Через пару недель сырьё для сочников кончилось. Кору с деревьев содрали начисто, и производство приостановилось. Выдавать сочники стали раз в два дня, потом раз в неделю. Ли Цишэн хотел было придумать другой вид сладкого, но вот беда — не было исходного материала. Он вышел из каморки на поиски в красной безрукавке, замаранной чёрной мукой. По дороге заметил старика, который что-то толок в ступке, время от времени отправляя растолчённое в рот. Когда он из любопытства подошёл, старик испуганно заковылял прочь.

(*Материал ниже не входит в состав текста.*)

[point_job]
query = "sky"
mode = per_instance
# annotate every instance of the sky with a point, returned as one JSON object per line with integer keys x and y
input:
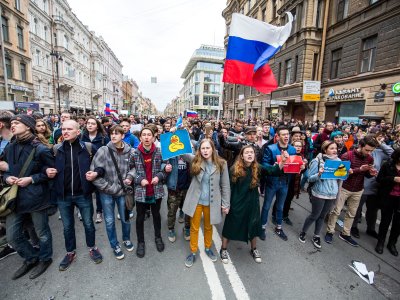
{"x": 154, "y": 38}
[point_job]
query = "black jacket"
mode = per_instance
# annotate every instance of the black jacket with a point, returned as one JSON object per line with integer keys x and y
{"x": 35, "y": 196}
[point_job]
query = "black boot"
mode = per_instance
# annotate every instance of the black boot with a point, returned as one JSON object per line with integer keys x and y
{"x": 40, "y": 268}
{"x": 392, "y": 249}
{"x": 379, "y": 247}
{"x": 25, "y": 268}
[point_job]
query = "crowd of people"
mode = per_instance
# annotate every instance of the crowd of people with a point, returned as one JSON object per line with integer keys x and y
{"x": 93, "y": 164}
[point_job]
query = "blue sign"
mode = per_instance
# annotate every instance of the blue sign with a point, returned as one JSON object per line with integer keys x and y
{"x": 174, "y": 144}
{"x": 336, "y": 169}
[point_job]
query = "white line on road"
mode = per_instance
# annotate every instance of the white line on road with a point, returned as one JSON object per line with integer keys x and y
{"x": 217, "y": 292}
{"x": 236, "y": 282}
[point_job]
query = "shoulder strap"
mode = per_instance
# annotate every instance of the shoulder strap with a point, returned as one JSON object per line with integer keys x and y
{"x": 27, "y": 163}
{"x": 117, "y": 169}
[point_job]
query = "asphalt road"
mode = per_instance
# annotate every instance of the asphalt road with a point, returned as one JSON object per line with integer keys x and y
{"x": 290, "y": 270}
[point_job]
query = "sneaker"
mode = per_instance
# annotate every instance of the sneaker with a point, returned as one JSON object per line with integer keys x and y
{"x": 186, "y": 234}
{"x": 118, "y": 252}
{"x": 329, "y": 238}
{"x": 316, "y": 241}
{"x": 99, "y": 219}
{"x": 355, "y": 232}
{"x": 159, "y": 244}
{"x": 128, "y": 245}
{"x": 6, "y": 252}
{"x": 95, "y": 255}
{"x": 67, "y": 261}
{"x": 263, "y": 234}
{"x": 256, "y": 255}
{"x": 281, "y": 234}
{"x": 181, "y": 217}
{"x": 171, "y": 235}
{"x": 288, "y": 221}
{"x": 211, "y": 255}
{"x": 302, "y": 237}
{"x": 348, "y": 240}
{"x": 190, "y": 260}
{"x": 223, "y": 253}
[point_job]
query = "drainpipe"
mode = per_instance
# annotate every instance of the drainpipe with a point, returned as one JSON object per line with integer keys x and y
{"x": 322, "y": 53}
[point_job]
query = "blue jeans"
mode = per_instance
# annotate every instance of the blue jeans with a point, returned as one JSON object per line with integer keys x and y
{"x": 274, "y": 186}
{"x": 108, "y": 203}
{"x": 66, "y": 207}
{"x": 17, "y": 239}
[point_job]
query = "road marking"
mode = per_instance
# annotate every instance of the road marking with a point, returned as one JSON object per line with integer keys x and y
{"x": 236, "y": 282}
{"x": 217, "y": 292}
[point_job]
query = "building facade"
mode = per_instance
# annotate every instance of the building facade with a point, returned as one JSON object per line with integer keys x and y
{"x": 342, "y": 43}
{"x": 16, "y": 61}
{"x": 202, "y": 87}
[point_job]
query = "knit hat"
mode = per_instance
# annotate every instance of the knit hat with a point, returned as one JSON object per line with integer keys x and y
{"x": 326, "y": 144}
{"x": 334, "y": 134}
{"x": 26, "y": 120}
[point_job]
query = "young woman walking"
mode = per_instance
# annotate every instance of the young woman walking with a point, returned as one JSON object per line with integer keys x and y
{"x": 243, "y": 222}
{"x": 323, "y": 192}
{"x": 208, "y": 196}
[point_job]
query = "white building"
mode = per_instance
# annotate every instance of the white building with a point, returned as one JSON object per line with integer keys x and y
{"x": 203, "y": 87}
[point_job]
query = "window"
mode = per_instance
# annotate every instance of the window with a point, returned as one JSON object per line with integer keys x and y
{"x": 319, "y": 14}
{"x": 20, "y": 34}
{"x": 17, "y": 4}
{"x": 288, "y": 71}
{"x": 343, "y": 9}
{"x": 315, "y": 67}
{"x": 22, "y": 68}
{"x": 4, "y": 26}
{"x": 8, "y": 67}
{"x": 37, "y": 57}
{"x": 279, "y": 74}
{"x": 368, "y": 54}
{"x": 336, "y": 63}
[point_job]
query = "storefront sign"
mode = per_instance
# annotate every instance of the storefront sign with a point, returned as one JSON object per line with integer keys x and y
{"x": 19, "y": 88}
{"x": 311, "y": 90}
{"x": 396, "y": 88}
{"x": 345, "y": 94}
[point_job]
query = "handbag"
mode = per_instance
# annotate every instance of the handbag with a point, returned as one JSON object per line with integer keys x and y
{"x": 8, "y": 195}
{"x": 128, "y": 190}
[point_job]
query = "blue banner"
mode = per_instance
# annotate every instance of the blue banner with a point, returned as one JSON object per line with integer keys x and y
{"x": 336, "y": 169}
{"x": 174, "y": 144}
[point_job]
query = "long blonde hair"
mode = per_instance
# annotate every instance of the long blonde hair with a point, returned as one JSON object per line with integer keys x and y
{"x": 198, "y": 159}
{"x": 239, "y": 168}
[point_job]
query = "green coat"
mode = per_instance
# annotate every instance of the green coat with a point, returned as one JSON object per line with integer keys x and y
{"x": 243, "y": 222}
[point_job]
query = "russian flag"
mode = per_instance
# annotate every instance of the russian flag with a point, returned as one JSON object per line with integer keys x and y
{"x": 251, "y": 45}
{"x": 191, "y": 114}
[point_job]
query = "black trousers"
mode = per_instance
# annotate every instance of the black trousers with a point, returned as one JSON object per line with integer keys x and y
{"x": 141, "y": 211}
{"x": 390, "y": 214}
{"x": 372, "y": 204}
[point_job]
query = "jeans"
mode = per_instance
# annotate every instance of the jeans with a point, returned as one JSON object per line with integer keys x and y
{"x": 99, "y": 207}
{"x": 353, "y": 200}
{"x": 66, "y": 206}
{"x": 371, "y": 202}
{"x": 141, "y": 211}
{"x": 279, "y": 187}
{"x": 108, "y": 203}
{"x": 320, "y": 208}
{"x": 17, "y": 239}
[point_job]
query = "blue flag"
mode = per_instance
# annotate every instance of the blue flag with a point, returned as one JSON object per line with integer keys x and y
{"x": 174, "y": 144}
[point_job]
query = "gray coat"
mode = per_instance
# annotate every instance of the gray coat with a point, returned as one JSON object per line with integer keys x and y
{"x": 220, "y": 191}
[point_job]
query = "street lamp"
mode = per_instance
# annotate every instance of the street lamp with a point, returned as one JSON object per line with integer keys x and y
{"x": 58, "y": 57}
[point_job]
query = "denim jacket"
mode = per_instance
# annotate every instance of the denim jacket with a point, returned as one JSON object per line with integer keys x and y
{"x": 325, "y": 188}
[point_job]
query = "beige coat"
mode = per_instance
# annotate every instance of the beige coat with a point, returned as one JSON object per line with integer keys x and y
{"x": 220, "y": 192}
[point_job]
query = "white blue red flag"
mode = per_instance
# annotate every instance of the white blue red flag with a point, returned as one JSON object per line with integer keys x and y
{"x": 251, "y": 45}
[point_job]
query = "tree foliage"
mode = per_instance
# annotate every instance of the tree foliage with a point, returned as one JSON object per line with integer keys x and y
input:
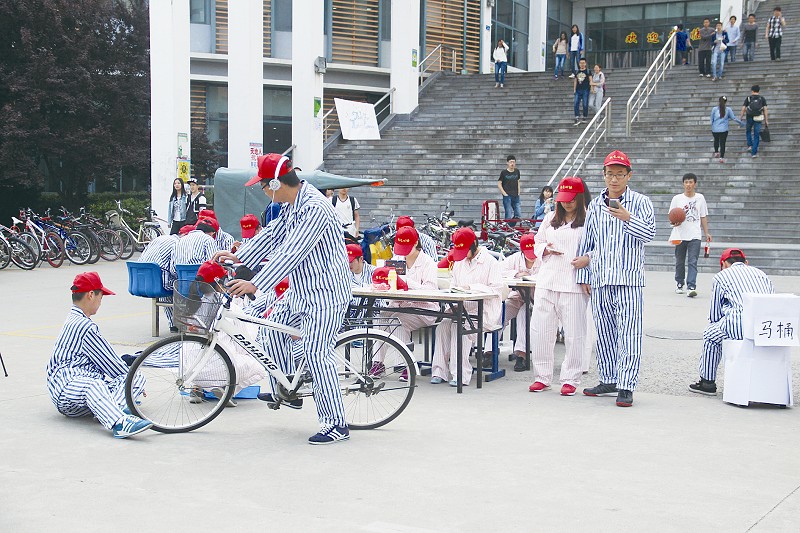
{"x": 74, "y": 93}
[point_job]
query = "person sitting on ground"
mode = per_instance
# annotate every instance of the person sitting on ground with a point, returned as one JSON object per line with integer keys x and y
{"x": 519, "y": 265}
{"x": 421, "y": 274}
{"x": 85, "y": 375}
{"x": 426, "y": 241}
{"x": 734, "y": 280}
{"x": 475, "y": 269}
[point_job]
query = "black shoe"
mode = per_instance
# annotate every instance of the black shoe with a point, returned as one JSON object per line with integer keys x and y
{"x": 624, "y": 398}
{"x": 603, "y": 389}
{"x": 272, "y": 403}
{"x": 704, "y": 386}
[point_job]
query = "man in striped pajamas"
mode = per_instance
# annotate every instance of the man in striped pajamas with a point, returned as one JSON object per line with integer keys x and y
{"x": 304, "y": 242}
{"x": 618, "y": 224}
{"x": 160, "y": 251}
{"x": 85, "y": 376}
{"x": 735, "y": 279}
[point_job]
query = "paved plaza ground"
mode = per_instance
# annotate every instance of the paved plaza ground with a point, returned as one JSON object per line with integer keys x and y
{"x": 495, "y": 459}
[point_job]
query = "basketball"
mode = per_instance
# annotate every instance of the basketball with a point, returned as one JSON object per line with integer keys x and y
{"x": 676, "y": 216}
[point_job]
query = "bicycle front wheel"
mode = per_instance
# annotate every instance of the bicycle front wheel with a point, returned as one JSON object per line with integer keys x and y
{"x": 372, "y": 400}
{"x": 179, "y": 376}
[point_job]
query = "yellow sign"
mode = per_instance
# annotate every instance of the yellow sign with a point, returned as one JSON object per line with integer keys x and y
{"x": 184, "y": 168}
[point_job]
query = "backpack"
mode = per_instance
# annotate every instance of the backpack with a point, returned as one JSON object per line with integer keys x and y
{"x": 352, "y": 204}
{"x": 755, "y": 106}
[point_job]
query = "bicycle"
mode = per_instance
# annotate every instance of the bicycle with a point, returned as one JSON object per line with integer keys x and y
{"x": 177, "y": 369}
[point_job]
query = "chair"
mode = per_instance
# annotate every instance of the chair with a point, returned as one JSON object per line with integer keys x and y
{"x": 144, "y": 280}
{"x": 186, "y": 275}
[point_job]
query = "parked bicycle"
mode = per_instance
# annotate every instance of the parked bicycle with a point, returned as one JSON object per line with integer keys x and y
{"x": 179, "y": 369}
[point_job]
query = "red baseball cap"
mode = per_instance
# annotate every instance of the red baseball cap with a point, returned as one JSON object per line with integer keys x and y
{"x": 211, "y": 271}
{"x": 446, "y": 262}
{"x": 270, "y": 166}
{"x": 617, "y": 157}
{"x": 402, "y": 222}
{"x": 89, "y": 281}
{"x": 569, "y": 188}
{"x": 249, "y": 224}
{"x": 212, "y": 222}
{"x": 381, "y": 275}
{"x": 728, "y": 253}
{"x": 526, "y": 244}
{"x": 462, "y": 240}
{"x": 282, "y": 287}
{"x": 405, "y": 240}
{"x": 207, "y": 213}
{"x": 354, "y": 251}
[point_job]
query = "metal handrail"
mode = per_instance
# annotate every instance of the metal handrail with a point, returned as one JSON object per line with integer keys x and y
{"x": 657, "y": 71}
{"x": 595, "y": 131}
{"x": 329, "y": 123}
{"x": 424, "y": 66}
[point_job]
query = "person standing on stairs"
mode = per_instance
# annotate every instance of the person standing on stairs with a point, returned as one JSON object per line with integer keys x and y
{"x": 704, "y": 48}
{"x": 721, "y": 115}
{"x": 581, "y": 85}
{"x": 500, "y": 63}
{"x": 774, "y": 33}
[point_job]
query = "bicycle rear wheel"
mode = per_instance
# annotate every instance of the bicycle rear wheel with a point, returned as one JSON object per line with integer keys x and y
{"x": 127, "y": 244}
{"x": 77, "y": 248}
{"x": 373, "y": 401}
{"x": 177, "y": 378}
{"x": 22, "y": 254}
{"x": 54, "y": 249}
{"x": 110, "y": 244}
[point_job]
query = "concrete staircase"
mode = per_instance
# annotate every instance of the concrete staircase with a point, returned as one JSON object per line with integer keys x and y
{"x": 454, "y": 146}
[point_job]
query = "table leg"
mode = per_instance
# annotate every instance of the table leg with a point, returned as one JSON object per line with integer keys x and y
{"x": 479, "y": 358}
{"x": 459, "y": 344}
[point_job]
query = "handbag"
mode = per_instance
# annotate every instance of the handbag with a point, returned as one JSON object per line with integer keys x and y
{"x": 765, "y": 136}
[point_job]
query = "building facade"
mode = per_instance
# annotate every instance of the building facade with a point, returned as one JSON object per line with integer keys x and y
{"x": 260, "y": 75}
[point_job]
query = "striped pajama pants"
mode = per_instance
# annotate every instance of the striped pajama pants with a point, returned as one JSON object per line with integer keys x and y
{"x": 713, "y": 335}
{"x": 319, "y": 330}
{"x": 550, "y": 308}
{"x": 617, "y": 311}
{"x": 105, "y": 400}
{"x": 408, "y": 324}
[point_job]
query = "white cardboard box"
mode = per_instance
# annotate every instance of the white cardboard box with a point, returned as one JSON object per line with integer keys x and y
{"x": 760, "y": 374}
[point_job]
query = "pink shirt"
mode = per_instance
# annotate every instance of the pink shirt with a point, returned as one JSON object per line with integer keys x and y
{"x": 557, "y": 272}
{"x": 482, "y": 274}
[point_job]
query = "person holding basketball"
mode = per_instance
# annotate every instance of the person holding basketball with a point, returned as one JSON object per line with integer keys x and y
{"x": 686, "y": 233}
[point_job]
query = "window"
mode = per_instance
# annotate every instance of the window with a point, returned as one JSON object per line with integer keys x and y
{"x": 198, "y": 12}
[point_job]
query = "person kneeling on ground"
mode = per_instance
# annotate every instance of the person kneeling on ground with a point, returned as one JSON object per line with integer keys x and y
{"x": 85, "y": 375}
{"x": 728, "y": 287}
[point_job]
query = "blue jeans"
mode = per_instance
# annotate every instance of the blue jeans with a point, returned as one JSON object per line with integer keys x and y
{"x": 560, "y": 58}
{"x": 753, "y": 127}
{"x": 500, "y": 71}
{"x": 717, "y": 59}
{"x": 687, "y": 250}
{"x": 574, "y": 59}
{"x": 511, "y": 207}
{"x": 581, "y": 96}
{"x": 749, "y": 51}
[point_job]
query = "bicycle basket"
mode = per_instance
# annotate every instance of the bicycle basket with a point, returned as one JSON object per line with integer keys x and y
{"x": 197, "y": 311}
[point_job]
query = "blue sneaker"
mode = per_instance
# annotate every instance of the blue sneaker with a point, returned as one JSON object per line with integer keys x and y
{"x": 330, "y": 435}
{"x": 129, "y": 426}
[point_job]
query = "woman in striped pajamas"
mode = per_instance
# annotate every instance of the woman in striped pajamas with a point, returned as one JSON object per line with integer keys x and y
{"x": 305, "y": 243}
{"x": 85, "y": 376}
{"x": 558, "y": 297}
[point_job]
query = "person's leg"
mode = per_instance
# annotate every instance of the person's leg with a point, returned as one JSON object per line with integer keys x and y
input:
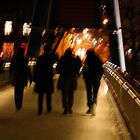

Ли Цишэн наклонился к ступке, принюхался, провёл в ней пальцем, отправил в рот и понял, что это белая глина. В это время отошедший недалеко старик вдруг, бездыханный, упал на землю. Подбежавший Ли Цишэн стал поднимать его и увидел, что краешки рта дёрнулись пару раз, выступила белая пена, и старик больше не шевелился.
Ли Цишэн устремился по улице с криком:
— Эй! В Валичжэне человек умер от голода! Эй!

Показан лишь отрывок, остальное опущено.